Around nightfall, a very friendly Ranger Rick type came around to each site with a schedule of the evening's events. At 7 they were having a program called "Horns and Antlers and the Critters That Wear Them." I was chatting with the Germans when Ranger Rick came over to tell them the schedule. Their English wasn't so hot. Hubert nodded and smiled at the ranger. "Horns and antlers, wunderbar," I imagined him thinking.

The Germans' front tire was bare, and they had a new one waiting in Salt Lake City, a 772-mile ride. I hope they made it. Talking to them, I was reminded of the couple of longer trips I've taken. That's what motorcycling is about for me--the trips with no set end point that last a month or two and give you time to think crazy thoughts like, "What am I doing at 4 in the morning on a Tuesday on a dirt road in the middle of Alabama? What am I doing with my life? Are those headlights behind me? Is that a banjo I hear?"

All the menace and adventure have gone out of motorcycling, replaced by fat flag-waving, Jesus-loving assholes who prefer a safe version of two-wheeled rebellion that even my grandmother approves of. Now, I don't think we should all be outlaws, but why do so many "bikers" seek the warm serenity of the rally and the toy run over the balls-out marathon adventure ride? Why do you see so many bikes parked outside bars on beautiful riding days? Why don't we see more Huberts and Kerstins traversing America? Perhaps adventure has gone out of style. It's about a safe version of rebellion now.

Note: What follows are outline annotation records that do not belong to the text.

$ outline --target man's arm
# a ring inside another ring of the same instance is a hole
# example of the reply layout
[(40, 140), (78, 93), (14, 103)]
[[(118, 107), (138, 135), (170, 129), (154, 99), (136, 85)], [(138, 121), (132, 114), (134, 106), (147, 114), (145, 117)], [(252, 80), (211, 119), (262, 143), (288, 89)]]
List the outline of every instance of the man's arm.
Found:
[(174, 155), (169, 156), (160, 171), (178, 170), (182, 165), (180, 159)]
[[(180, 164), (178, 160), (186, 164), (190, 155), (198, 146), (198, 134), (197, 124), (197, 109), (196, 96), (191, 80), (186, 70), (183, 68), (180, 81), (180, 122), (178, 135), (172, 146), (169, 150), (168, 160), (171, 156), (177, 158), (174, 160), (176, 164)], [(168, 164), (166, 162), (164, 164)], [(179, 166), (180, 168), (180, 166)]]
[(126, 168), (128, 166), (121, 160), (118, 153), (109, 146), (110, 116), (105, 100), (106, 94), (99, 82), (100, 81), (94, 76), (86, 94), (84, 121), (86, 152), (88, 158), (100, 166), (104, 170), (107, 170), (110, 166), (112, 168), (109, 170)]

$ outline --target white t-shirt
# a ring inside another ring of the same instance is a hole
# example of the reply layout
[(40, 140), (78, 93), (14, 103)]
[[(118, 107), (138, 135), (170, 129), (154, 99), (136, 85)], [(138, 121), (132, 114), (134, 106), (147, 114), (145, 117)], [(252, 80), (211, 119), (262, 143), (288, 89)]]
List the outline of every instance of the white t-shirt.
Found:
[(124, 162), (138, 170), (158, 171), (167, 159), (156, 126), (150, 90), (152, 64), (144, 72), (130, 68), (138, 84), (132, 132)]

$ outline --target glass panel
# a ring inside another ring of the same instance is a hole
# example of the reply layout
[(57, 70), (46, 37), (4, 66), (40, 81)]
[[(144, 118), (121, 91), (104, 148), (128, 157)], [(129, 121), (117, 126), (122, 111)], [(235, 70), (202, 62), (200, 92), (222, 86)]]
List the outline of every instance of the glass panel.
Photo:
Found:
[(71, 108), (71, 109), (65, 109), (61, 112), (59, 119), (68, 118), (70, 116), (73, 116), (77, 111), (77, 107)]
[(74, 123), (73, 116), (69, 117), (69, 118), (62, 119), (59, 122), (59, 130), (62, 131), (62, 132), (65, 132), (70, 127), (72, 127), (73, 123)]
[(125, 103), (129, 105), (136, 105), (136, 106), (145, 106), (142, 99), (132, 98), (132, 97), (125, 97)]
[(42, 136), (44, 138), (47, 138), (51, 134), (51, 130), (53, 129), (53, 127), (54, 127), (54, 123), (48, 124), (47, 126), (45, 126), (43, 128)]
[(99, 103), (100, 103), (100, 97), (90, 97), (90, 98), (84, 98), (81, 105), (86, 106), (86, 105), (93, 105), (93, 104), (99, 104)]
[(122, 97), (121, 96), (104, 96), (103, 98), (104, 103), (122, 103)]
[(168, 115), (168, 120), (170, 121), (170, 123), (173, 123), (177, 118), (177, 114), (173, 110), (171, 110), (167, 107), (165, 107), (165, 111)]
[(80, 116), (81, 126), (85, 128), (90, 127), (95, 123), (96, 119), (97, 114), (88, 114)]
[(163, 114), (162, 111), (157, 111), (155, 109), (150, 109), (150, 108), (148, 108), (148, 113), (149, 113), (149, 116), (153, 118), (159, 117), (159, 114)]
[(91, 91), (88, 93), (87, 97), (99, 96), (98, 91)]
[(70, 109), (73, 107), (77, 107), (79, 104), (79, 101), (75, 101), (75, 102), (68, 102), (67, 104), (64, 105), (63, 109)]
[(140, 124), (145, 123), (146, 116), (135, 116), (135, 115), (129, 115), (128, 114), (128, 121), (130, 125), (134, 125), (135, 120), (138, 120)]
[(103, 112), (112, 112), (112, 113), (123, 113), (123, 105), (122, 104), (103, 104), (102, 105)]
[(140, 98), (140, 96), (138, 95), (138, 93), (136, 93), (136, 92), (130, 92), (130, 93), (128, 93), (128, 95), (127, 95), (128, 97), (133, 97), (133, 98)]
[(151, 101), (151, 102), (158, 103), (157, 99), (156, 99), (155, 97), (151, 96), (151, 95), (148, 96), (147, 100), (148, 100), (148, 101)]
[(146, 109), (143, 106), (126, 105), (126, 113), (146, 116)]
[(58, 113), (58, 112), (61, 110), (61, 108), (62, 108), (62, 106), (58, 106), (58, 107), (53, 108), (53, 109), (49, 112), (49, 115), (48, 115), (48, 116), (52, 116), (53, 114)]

Sun Ray may be taking his wife Kirsti's last name (he is, after all, a gentleman and a Francophile), but I hope he doesn't get rid of the bike. We can't be astronauts or superheroes. But we can defy death at a high rate of speed. All it takes is time spent apart from life's little comforts, good tires and twisting blacktop.

Friday, May 1, 2009

The Ex-Con of Carlsbad


Ozona, TX--I met Chopper at the first motel I stopped at on my way to Florida. It was early September 2008. He was just kicking around the country for a few months, as he does every summer, on his hand-built Harley. He'd gotten stuck in the same storm in Texas that I had, my first day on the road, and we decided to ride together.

I was clued in to Chopper's philosophical leanings at our first gas stop on the way out of town when he told the cashier to "have a blessed day, praise God."

Chopper was on his way back to New Jersey after three months on the road. He was a cripple who walked with a cane, an ex-con who owned property in Carlsbad and had spent a couple of years in the pokey there for an ambiguous offense that had something to do with assaulting a cop. I think. He was also possibly the world's strongest man. This born-again evangelical Christian, who was also an ex-outlaw biker, competed in strongman competitions and was set to break a world bench-press record at an event in Las Vegas that November. He told me over a camp fire one night that when he was younger and meaner he would lift Japanese motorcycles he disagreed with over his head and into Dumpsters.

We spent a week on the road together, riding 800 miles in one day to stay ahead of Hurricane Ike and looking for a campground at 4 in the morning in the middle of Alabama.